New Delhi: Leader of the Opposition in the Lok Sabha and Congress MP Rahul Gandhi on Sunday accused the Centre and the Central Board of Secondary Education (CBSE) of compromising the integrity of Class 12 exam evaluations by permitting answer sheets to be scanned on mobile phones — a practice he said amounted to “fraud.”
Gandhi’s charge followed a post by Sarthak Sidhant, a Class 12 student from Jharkhand, who said he found that the board progressively loosened technical specifications across three rounds of tendering, ultimately benefiting the vendor that won the contract, as reported by Hindustan Times.
The Congress leader’s comments come amid growing scrutiny of the CBSE after students and schools reported technical problems with the post-result portal and irregularities in assessed answer scripts.
Tender Changes Highlighted
In an X post, Gandhi pointed to a CBSE tender from May 2025 and said that strict scanning requirements were later watered down in a revised tender.
“CBSE’s May 2025 tender required answer sheets to be scanned with automatic robotic scanners, spines preserved, at a minimum of 300 DPI. The tender reissued in August quietly removed all of it. ‘Scanners’ became generic. Resolution dropped to 200 DPI,” Gandhi said.
He also asserted that some answer sheets were in fact digitised using mobile
phones.
“Now we know what that meant in practice. It has been exposed that COEMPT scanned the answer sheets using mobile phones. The blurred copies, the missing pages, the unscanned books — they are not ‘errors.’ They are the predictable outcome of a contract written to fit a vendor,” Gandhi alleged.
“This is fraud. And every child whose marks were wrongly evaluated is a victim of it,” he added.
Gandhi Targeted PM, Minister
Gandhi singled out Prime Minister Narendra Modi and Education Minister Dharmendra Pradhan for failing to address the controversy.
“This morning, the Prime Minister had time to speak about mangoes. He has not had time to speak about 18.5 lakh children whose answer sheets were scanned with phones. Dharmendra Pradhan still sits in office. Modi’s silence is no longer indifference. It is complicity,” Gandhi said.
Sidhant’s Findings
Sidhant, who analysed tender documents posted on the Central Public Procurement portal and later published his observations on his website, said the main problem was that technical and eligibility criteria for the on-screen marking (OSM) contract were progressively relaxed over three Request for Proposal rounds, clearing the way for Coempt EduTeck.

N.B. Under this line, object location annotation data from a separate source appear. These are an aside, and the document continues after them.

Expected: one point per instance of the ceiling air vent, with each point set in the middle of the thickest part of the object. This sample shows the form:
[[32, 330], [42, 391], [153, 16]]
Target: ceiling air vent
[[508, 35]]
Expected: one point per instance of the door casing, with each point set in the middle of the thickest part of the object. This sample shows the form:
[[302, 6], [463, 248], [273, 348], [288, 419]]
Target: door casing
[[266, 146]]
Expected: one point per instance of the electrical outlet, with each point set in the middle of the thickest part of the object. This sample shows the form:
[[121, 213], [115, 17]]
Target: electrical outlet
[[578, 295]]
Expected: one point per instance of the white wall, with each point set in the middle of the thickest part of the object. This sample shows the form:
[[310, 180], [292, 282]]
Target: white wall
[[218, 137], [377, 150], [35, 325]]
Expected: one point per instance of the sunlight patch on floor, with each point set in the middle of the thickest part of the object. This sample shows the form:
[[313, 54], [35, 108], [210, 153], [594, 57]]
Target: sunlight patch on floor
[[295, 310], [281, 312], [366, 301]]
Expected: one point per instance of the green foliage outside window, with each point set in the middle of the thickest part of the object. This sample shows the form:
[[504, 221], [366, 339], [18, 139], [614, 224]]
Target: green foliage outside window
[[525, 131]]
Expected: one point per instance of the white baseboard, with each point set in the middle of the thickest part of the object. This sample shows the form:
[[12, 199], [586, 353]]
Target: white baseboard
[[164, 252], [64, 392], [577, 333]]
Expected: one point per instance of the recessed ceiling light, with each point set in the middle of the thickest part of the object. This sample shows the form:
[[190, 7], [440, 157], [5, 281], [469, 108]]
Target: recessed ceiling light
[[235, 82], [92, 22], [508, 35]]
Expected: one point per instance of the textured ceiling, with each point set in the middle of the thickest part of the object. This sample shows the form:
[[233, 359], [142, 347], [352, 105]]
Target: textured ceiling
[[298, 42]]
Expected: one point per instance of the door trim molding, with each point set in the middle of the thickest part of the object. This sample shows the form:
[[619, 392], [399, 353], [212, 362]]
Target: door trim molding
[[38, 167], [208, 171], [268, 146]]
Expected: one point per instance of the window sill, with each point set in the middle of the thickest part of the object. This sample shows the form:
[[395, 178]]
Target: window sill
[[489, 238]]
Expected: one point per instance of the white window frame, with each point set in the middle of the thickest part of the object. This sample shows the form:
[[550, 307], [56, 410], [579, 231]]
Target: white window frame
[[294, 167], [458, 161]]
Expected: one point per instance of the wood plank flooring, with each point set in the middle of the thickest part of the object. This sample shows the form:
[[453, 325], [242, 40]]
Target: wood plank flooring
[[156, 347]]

He claimed several revisions closely matched the firm’s capabilities.
CBSE Prepares Vendor Penalty
Officials told HT on Sunday that the board plans to penalise its OSM service provider, Coempt Edu Teck, for problems encountered during the online evaluation of Class 12 answer sheets.
The Hyderabad-based company, they said, will face penalties under terms of the tender issued in August 2025.
The August 28 tender specifies a set of financial penalties linked to the time taken to resolve reported issues, including a fine of ₹1 lakh for every 15-minute delay in fixing a problem after a CBSE official reports it to the helpdesk.
The rules also allow the board to withhold security deposits and terminate the contract.